IRS chief acknowledges audits of black taxpayers may be unfairly high
The IRS may be auditing Black taxpayers at significantly higher rates than non-Black taxpayers, according to IRS Commissioner Danny Werfel.
Werfel dedicates team to examine audit algorithms
In a letter to Senate Finance Committee Chairman Ron Wyden (D-Ore.), Werfel said that the IRS is "dedicating significant resources to quickly evaluating the extent to which IRS’s exam priorities and automated processes, and the data available to the IRS for use in exam selection, contribute to this disparity."
As I wrote in February, a comprehensive study conducted by economists from Stanford University, the University of Michigan, the University of Chicago, and the Treasury Department resulted in a detailed report that concluded the IRS is about three times more likely to audit Black taxpayers compared to other taxpayers.

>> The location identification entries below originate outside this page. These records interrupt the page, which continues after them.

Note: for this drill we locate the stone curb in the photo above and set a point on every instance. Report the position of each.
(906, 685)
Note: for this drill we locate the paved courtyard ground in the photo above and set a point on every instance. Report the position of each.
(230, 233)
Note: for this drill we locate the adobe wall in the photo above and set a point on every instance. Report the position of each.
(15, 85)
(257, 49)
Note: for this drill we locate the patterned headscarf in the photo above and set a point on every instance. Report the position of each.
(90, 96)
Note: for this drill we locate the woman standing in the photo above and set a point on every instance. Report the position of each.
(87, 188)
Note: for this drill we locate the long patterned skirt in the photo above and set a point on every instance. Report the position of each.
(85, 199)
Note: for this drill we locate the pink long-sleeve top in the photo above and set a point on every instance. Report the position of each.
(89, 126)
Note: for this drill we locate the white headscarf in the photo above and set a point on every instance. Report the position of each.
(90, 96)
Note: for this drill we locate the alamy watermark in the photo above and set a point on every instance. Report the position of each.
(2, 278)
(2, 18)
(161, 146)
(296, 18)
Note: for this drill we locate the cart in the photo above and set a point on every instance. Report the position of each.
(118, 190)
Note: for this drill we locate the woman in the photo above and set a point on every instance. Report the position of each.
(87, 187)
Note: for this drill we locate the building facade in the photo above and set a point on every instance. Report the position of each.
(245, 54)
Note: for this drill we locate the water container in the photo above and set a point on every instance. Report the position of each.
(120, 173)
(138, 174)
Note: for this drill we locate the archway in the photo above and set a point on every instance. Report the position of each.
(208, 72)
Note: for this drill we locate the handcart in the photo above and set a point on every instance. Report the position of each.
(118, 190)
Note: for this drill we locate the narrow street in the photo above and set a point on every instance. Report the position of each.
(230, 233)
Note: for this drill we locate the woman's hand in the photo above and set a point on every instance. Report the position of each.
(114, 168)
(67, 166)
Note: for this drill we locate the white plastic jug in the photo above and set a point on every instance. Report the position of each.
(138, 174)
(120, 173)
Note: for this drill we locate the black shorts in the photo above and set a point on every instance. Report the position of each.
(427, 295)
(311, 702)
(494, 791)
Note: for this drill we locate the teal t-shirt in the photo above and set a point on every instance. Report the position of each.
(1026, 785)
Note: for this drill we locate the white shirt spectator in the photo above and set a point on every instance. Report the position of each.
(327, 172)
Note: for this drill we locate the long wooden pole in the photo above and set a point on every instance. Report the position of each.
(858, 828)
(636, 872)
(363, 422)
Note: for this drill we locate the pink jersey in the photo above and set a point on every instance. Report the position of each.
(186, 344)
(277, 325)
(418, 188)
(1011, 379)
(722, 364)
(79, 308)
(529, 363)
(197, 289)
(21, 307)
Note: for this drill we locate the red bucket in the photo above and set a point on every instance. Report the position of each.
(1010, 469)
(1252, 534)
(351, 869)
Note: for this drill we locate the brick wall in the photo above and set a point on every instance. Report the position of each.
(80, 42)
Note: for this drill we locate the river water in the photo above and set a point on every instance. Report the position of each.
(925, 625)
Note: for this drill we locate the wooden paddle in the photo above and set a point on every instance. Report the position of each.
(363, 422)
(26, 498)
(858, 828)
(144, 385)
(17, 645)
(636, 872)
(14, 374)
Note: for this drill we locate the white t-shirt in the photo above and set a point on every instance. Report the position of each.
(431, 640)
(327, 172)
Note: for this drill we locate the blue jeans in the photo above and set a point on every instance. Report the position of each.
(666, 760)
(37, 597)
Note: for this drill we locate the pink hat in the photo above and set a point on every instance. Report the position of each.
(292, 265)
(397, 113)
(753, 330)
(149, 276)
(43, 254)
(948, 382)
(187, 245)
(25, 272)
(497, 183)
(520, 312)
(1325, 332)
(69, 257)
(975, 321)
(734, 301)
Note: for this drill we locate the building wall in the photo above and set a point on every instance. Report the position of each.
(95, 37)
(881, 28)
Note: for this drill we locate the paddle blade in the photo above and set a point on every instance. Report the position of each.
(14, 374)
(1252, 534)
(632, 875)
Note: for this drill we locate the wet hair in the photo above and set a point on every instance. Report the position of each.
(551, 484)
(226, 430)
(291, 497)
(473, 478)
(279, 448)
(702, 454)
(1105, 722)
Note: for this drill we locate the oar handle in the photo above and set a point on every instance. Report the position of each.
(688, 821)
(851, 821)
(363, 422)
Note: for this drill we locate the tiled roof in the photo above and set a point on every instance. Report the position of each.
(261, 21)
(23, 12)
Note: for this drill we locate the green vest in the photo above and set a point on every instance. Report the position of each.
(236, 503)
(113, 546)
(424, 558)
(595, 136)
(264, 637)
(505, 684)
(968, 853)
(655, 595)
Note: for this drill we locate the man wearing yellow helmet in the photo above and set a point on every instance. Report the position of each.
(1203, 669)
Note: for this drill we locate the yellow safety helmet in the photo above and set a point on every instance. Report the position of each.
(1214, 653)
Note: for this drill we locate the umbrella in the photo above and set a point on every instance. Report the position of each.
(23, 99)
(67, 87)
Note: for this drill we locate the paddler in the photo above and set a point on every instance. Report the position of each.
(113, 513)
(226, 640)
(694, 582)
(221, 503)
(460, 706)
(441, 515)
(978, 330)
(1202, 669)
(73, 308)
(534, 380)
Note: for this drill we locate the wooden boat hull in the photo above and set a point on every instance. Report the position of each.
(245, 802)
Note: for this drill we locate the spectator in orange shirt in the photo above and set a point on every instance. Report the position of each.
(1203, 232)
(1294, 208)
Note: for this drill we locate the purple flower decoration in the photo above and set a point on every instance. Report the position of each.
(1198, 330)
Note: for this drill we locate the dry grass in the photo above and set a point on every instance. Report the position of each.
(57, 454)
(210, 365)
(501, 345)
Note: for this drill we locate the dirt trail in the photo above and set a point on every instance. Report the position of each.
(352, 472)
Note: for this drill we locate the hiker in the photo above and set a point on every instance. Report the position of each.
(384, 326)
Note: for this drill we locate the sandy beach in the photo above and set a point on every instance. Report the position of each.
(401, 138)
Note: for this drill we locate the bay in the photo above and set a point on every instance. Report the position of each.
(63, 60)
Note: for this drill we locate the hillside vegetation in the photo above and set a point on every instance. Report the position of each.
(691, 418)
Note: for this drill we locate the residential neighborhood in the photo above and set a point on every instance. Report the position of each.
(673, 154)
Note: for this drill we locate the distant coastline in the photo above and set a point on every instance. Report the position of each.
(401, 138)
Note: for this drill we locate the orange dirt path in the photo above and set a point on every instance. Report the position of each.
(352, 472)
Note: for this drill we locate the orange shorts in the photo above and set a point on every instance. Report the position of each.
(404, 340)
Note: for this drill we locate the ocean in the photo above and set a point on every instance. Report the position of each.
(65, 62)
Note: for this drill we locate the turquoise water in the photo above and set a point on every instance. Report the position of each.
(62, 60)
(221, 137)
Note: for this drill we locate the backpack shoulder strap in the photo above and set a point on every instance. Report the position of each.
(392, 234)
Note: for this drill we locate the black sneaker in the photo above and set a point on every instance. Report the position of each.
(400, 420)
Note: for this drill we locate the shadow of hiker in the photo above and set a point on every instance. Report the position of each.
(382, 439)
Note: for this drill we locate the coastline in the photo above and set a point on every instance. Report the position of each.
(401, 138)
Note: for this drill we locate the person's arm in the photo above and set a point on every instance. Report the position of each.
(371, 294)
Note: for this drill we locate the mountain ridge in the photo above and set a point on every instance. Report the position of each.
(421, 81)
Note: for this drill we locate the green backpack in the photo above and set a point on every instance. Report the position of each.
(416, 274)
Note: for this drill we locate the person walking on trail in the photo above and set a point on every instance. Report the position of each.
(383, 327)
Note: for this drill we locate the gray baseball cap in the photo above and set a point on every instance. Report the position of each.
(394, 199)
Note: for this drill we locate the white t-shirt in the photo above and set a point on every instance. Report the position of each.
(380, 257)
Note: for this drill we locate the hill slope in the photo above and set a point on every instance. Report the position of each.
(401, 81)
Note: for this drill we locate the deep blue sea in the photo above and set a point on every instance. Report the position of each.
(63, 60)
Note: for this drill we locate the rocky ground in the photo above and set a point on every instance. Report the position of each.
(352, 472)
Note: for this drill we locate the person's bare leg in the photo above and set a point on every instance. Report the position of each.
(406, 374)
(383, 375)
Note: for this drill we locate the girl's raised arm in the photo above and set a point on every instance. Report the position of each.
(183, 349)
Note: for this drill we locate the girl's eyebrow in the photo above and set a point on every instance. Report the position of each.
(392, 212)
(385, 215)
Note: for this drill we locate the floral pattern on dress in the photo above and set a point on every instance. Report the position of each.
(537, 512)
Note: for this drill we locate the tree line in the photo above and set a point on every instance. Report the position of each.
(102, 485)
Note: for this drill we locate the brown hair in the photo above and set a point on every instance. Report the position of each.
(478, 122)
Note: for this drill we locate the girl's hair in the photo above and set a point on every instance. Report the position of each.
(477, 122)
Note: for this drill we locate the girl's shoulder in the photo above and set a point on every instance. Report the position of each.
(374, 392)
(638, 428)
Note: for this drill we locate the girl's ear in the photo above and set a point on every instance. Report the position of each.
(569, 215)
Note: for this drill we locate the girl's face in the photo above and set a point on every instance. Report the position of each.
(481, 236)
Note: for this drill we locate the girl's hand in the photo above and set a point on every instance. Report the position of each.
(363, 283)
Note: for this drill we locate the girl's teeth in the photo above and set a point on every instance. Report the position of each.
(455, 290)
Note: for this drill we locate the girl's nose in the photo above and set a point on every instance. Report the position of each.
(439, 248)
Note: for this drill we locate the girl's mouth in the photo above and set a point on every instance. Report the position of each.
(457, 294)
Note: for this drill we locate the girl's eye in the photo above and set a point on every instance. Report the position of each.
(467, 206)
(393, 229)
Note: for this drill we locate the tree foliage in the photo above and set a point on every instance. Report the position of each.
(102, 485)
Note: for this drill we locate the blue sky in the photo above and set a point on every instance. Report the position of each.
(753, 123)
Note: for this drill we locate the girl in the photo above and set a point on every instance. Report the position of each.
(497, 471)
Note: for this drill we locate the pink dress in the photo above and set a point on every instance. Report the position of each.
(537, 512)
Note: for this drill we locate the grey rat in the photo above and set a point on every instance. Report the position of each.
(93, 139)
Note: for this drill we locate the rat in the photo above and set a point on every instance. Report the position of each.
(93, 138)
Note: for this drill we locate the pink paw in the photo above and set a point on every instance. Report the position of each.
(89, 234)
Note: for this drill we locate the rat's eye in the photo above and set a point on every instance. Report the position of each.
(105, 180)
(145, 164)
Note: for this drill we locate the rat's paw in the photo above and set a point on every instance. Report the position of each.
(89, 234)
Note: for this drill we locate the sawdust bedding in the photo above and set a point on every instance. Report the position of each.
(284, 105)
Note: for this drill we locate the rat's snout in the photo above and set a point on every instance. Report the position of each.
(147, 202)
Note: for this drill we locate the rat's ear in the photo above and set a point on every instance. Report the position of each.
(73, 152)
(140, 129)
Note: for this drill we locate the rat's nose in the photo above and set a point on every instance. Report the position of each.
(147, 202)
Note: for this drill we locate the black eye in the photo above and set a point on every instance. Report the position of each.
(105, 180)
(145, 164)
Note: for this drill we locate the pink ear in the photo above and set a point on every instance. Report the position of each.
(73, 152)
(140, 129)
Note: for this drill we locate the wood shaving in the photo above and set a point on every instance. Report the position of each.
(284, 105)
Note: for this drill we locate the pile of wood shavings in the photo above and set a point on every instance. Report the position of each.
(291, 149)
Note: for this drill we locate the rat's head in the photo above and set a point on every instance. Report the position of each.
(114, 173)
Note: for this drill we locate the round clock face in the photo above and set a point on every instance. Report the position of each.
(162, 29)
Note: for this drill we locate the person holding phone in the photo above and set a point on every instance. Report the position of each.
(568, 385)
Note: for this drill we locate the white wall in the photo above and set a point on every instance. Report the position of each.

The study states that "despite race-blind audit selection, Black taxpayers are audited at 2.9 to 4.7 times the rate of non-Black taxpayers."
It found the most likely causes of this racial disparity are IRS algorithms that disproportionately flag returns that claim refundable tax credits like the Earned Income Tax Credit (EITC).
The IRS doesn't collect information on the race or ethnic background of individual taxpayers, but researchers at Stanford were able to infer racial information using statistical methods involving name data and Census block groups.
The researchers found that it's not simply a matter of people who claim the EITC getting audited at higher rates that led to more Black people getting audited.
Black taxpayers claiming the EITC more likely to be audited
"The larger source of the disparity stems from the selection of taxpayers for audit within the population of EITC claimants: Black taxpayers claiming the EITC are between 2.9 and 4.4 times as likely to be audited as non-Black EITC claimants," the researchers wrote. "In contrast, we observe a much smaller, though still statistically significant, difference in audit rates between Black and non-Black taxpayers who do not claim the EITC."
Specific features of the IRS algorithm that select EITC tax returns for audit may be leading to racial discrimination, including targeting for mistakenly received credits and only selecting simple returns for audit. The EITC costs about $75 billion annually, according to the Joint Committee on Taxation.
IRS Strategic Operating Plan emphasizes data processing and analytics
Werfel's letter comes as the IRS is undergoing a large-scale refurbishment and systems modernization courtesy of an $80 billion funding boost provided last year by Congress.
The IRS is in the middle of hiring tens of thousands of new staff and is receiving an operational redesign that will centralize many aspects of its enforcement and collections protocols, potentially tweaking the systems that produce higher audit rates for Black taxpayers.
An operating plan put out by the agency in April emphasized the new role that data processing and analytics will play as the IRS seeks to diminish the amount of taxes the government fails to collect each year, a sum known as the “tax gap.”
The tax gap could be as large as $1 trillion, former IRS Commissioner Charles Rettig told Congress last year, though more comprehensive estimates put that number between $400 billion and $700 billion annually.
Werfel writes the IRS is committed to treating all taxpayers fairly
The IRS has not yet released any data on the racial makeup of taxpayers who have been audited since the Stanford study was released. However, the agency has said that it is committed to ensuring that all taxpayers are treated fairly.
"The IRS is committed to ensuring that all taxpayers are treated fairly and with respect," Werfel said in his letter to Wyden. "We will continue to work to identify and address any disparities in our enforcement activities."